Small savings schemes run through India Post are backed by the Government of India and their interest rates are notified quarterly by the Ministry of Finance, broadly linked to government bond yields. Because rates reset every quarter (for new deposits — existing deposits typically retain the rate at which they were opened for fixed-tenure products), they can sometimes be more competitive than bank FD rates, especially for specific schemes like SCSS and SSY.
| Scheme | Tenure | Who It Suits | Tax on Interest |
|---|---|---|---|
| National Savings Certificate (NSC) | 5 years | Conservative investors wanting a fixed-return, 80C-eligible option | Taxable, but reinvested interest (except final year) is eligible for 80C |
| Kisan Vikas Patra (KVP) | ~115 months (varies with rate) | Lump-sum investors wanting a simple "money doubles" structure | Taxable; no 80C benefit |
| Senior Citizen Savings Scheme (SCSS) | 5 years (extendable by 3) | Individuals 60+ (or 55+ for certain retirees) wanting regular quarterly income | Taxable; TDS applies if interest exceeds the threshold |
| Sukanya Samriddhi Yojana (SSY) | 21 years from opening (deposits for 15 years) | Parents/guardians of a girl child below 10 | Exempt — EEE status (contribution, interest and maturity all tax-free) |
| Post Office Time Deposit (POTD) | 1, 2, 3 or 5 years | FD-equivalent; 5-year POTD is 80C eligible | Taxable; only the 5-year POTD qualifies for 80C |
| Public Provident Fund (PPF) | 15 years (extendable in 5-year blocks) | Long-term, EEE tax-free retirement-style savings | Exempt — EEE status |
SSY is one of the few instruments offering full EEE (Exempt-Exempt-Exempt) tax treatment combined with one of the highest interest rates among small savings schemes.
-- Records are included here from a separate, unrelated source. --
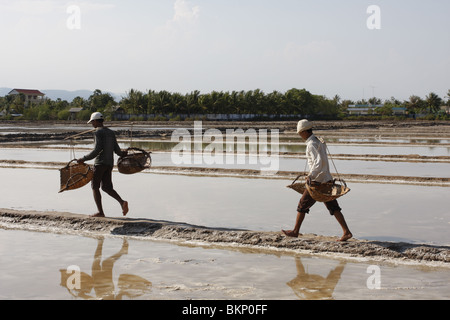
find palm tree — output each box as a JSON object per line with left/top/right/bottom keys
{"left": 425, "top": 92, "right": 442, "bottom": 114}
{"left": 146, "top": 90, "right": 157, "bottom": 114}
{"left": 198, "top": 93, "right": 212, "bottom": 114}
{"left": 368, "top": 97, "right": 382, "bottom": 105}
{"left": 122, "top": 89, "right": 144, "bottom": 115}
{"left": 229, "top": 91, "right": 240, "bottom": 114}
{"left": 89, "top": 89, "right": 116, "bottom": 112}
{"left": 171, "top": 92, "right": 186, "bottom": 115}
{"left": 284, "top": 88, "right": 313, "bottom": 116}
{"left": 266, "top": 91, "right": 283, "bottom": 115}
{"left": 153, "top": 90, "right": 172, "bottom": 114}
{"left": 407, "top": 95, "right": 425, "bottom": 114}
{"left": 71, "top": 96, "right": 88, "bottom": 109}
{"left": 186, "top": 90, "right": 200, "bottom": 116}
{"left": 210, "top": 91, "right": 228, "bottom": 114}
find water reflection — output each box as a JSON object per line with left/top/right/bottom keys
{"left": 59, "top": 237, "right": 152, "bottom": 300}
{"left": 286, "top": 257, "right": 346, "bottom": 300}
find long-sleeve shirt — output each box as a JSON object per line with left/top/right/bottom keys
{"left": 305, "top": 134, "right": 333, "bottom": 183}
{"left": 81, "top": 127, "right": 122, "bottom": 166}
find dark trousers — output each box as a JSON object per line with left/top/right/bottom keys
{"left": 91, "top": 165, "right": 123, "bottom": 203}
{"left": 92, "top": 164, "right": 114, "bottom": 191}
{"left": 297, "top": 189, "right": 341, "bottom": 216}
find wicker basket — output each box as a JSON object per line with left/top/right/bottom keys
{"left": 287, "top": 175, "right": 350, "bottom": 202}
{"left": 59, "top": 160, "right": 93, "bottom": 193}
{"left": 286, "top": 175, "right": 307, "bottom": 194}
{"left": 118, "top": 147, "right": 152, "bottom": 175}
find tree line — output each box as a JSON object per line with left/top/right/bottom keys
{"left": 1, "top": 88, "right": 449, "bottom": 121}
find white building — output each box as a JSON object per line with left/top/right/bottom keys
{"left": 8, "top": 89, "right": 45, "bottom": 104}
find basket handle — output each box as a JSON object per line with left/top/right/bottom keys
{"left": 333, "top": 178, "right": 347, "bottom": 188}
{"left": 291, "top": 174, "right": 307, "bottom": 185}
{"left": 64, "top": 159, "right": 78, "bottom": 168}
{"left": 121, "top": 147, "right": 152, "bottom": 158}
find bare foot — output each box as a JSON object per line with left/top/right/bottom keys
{"left": 282, "top": 230, "right": 300, "bottom": 238}
{"left": 91, "top": 213, "right": 105, "bottom": 218}
{"left": 122, "top": 201, "right": 129, "bottom": 216}
{"left": 337, "top": 232, "right": 353, "bottom": 242}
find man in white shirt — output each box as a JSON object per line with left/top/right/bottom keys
{"left": 282, "top": 120, "right": 352, "bottom": 242}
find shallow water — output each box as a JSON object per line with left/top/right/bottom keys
{"left": 11, "top": 139, "right": 450, "bottom": 157}
{"left": 0, "top": 229, "right": 448, "bottom": 300}
{"left": 2, "top": 147, "right": 450, "bottom": 178}
{"left": 328, "top": 144, "right": 450, "bottom": 157}
{"left": 1, "top": 168, "right": 449, "bottom": 245}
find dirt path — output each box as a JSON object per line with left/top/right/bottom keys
{"left": 1, "top": 209, "right": 449, "bottom": 265}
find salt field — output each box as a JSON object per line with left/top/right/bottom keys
{"left": 0, "top": 121, "right": 449, "bottom": 300}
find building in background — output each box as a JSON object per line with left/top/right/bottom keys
{"left": 8, "top": 89, "right": 45, "bottom": 104}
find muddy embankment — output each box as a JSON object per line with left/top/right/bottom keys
{"left": 1, "top": 209, "right": 449, "bottom": 265}
{"left": 0, "top": 130, "right": 171, "bottom": 143}
{"left": 2, "top": 119, "right": 450, "bottom": 143}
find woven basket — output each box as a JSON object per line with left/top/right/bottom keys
{"left": 287, "top": 175, "right": 350, "bottom": 202}
{"left": 118, "top": 147, "right": 152, "bottom": 175}
{"left": 286, "top": 175, "right": 307, "bottom": 194}
{"left": 59, "top": 160, "right": 93, "bottom": 193}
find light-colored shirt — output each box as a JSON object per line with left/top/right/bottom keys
{"left": 305, "top": 134, "right": 333, "bottom": 183}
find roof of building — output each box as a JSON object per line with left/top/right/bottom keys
{"left": 9, "top": 89, "right": 45, "bottom": 96}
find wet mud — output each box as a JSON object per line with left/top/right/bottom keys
{"left": 0, "top": 130, "right": 170, "bottom": 143}
{"left": 2, "top": 119, "right": 450, "bottom": 143}
{"left": 1, "top": 209, "right": 449, "bottom": 265}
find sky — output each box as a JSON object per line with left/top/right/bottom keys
{"left": 0, "top": 0, "right": 449, "bottom": 101}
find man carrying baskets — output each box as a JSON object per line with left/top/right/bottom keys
{"left": 77, "top": 112, "right": 129, "bottom": 218}
{"left": 282, "top": 120, "right": 352, "bottom": 242}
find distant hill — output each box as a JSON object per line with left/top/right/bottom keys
{"left": 0, "top": 88, "right": 123, "bottom": 102}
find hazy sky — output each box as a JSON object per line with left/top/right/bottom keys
{"left": 1, "top": 0, "right": 449, "bottom": 101}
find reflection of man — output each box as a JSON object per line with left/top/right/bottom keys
{"left": 59, "top": 237, "right": 151, "bottom": 300}
{"left": 91, "top": 237, "right": 129, "bottom": 299}
{"left": 286, "top": 257, "right": 346, "bottom": 300}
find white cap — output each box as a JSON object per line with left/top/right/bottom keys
{"left": 87, "top": 112, "right": 104, "bottom": 124}
{"left": 297, "top": 119, "right": 313, "bottom": 133}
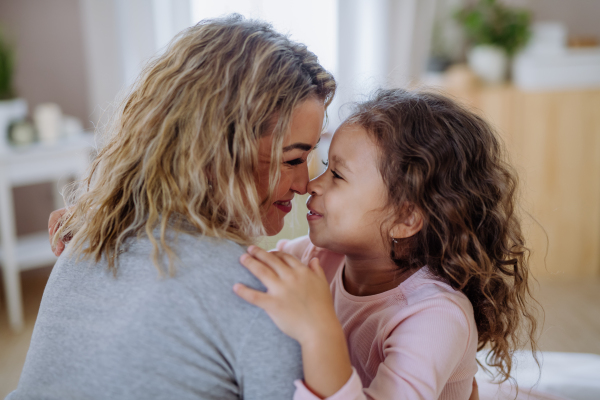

An account can be opened for a girl child below 10 years by a parent or legal guardian, with deposits required for 15 years from account opening, and the account matures 21 years from the opening date (or on the girl's marriage after age 18, if earlier). For long-horizon education goal planning, see our guide to planning for a child's education.
Post office schemes are best thought of as the safe, fixed-income core of a portfolio — useful for capital preservation, goal-specific savings (SSY for a daughter's education, SCSS for retirement income), and 80C tax planning (NSC, 5-year POTD, PPF). They are not designed to beat inflation by a wide margin over the long run the way equity can — for the growth portion of a portfolio, see our guides on index funds vs active funds and SIP investing.